Critics have pointed out that the teacher’s union is acting out of self-interest, pressuring the federal government to drop an evaluation process for hiring, promoting and awarding tenure to teachers, one which the government announced last Friday that it will suspend. Although the criticism is undoubtedly true, the fact that a union – or any organization of any kind – is acting out of self-interested motives is hardly a revelation. What is more surprising is how much Mexican citizens have been willing to put up with for so long, to wit:

  • It pays to be a congressperson. In 2015, a diputado, or representative in Mexico’s Congress, earns 1,264,536 pesos a year, after taxes. This translates to 160,833 pesos (some $11,488 dollars) a month. Senators earn 2,729,099 pesos a year after taxes, some 262,337 pesos ($18,738 dollars) a month. These figures include the following benefits: four different kinds of insurance, a meal budget, savings fund, transport reimbursement, and a Christmas bonus worth 40 days of salary. The minimum wage in Mexico is between 68-70 pesos ($5 dollars) a day, or some $100 dollars a month. This is one of the lowest figures in the OCDE, and not enough to acquire a canasta básica of daily food intake.
  • In its issue #1969 of July 2014, Proceso newsmagazine reported a special bonus of $300 million pesos paid out to Congressional parties that voted in favor of a series of reforms, including the crown jewel, the Energy Reform Bill that privatized Mexico’s lucrative oil industry. For his part, Ricardo Monreal, head of the Movimiento Ciudadano party in the lower house, reported having received $15 million pesos in unsolicited funds. When he tried to return them to the treasury, he was denied.
  • The Mexican “partidocracy” will receive 5,356 million pesos in public financing this year. While the idea of public financing of campaigns is a good one in principle, parties in Mexico use this generous funding to maintain their stranglehold of the political process and lock other actors out. As there is no open primary process for selecting party candidates, party bosses tend to decide who receives the nominations, leading to a revolving-door rotation of many of the same names between the lower and upper houses. And although independent candidacies were finally allowed as of this year, would-be candidates are required to collect 1% of the nationwide voting roll to do so, some 780,000 signatures. This they are required to do in 120 days, with their own funds.

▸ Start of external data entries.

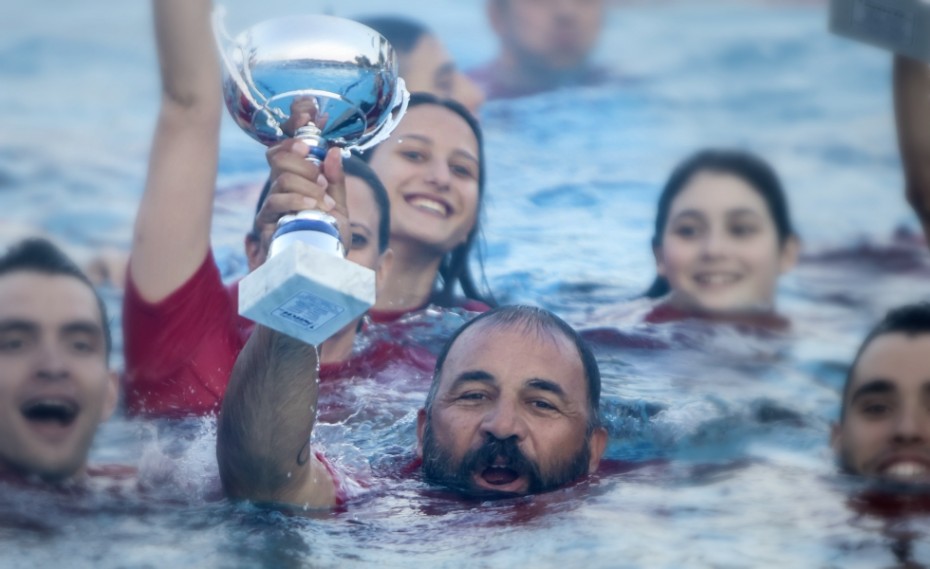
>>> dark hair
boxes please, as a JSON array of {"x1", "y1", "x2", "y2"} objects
[
  {"x1": 645, "y1": 149, "x2": 796, "y2": 298},
  {"x1": 0, "y1": 238, "x2": 113, "y2": 360},
  {"x1": 250, "y1": 156, "x2": 391, "y2": 253},
  {"x1": 424, "y1": 305, "x2": 601, "y2": 430},
  {"x1": 840, "y1": 302, "x2": 930, "y2": 422},
  {"x1": 355, "y1": 15, "x2": 432, "y2": 55},
  {"x1": 361, "y1": 93, "x2": 496, "y2": 307}
]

This not to mention the deep pit of disrepute into which the National Electoral Institute (INE) has fallen. The Institute has been responsible for two fraudulent presidential elections in a row, those of 2006 and 2012, and has proven typically negligent in policing the actions of the Green Party – a satellite of the ruling PRI party – in its multiple violations of electoral law this time around. Its head, Lorenzo Córdova, was recently recorded making disparaging comments about indigenous people. And, incidentally, the 11 councilors of the Electoral Institute take home a cool 182,212 pesos ($13,015 dollars) a month while the actual poll workers are lucky to get a sandwich and a coke.

But yes, the elections must go on. Unresolved killings across the country, the case of 43 missing students being covered up until it’s forgotten about, but the elections must go on.  I will vote tomorrow, but I understand the millions of people who will abstain or spoil their ballot. Not everyone has as high a tolerance for farce as a playwright.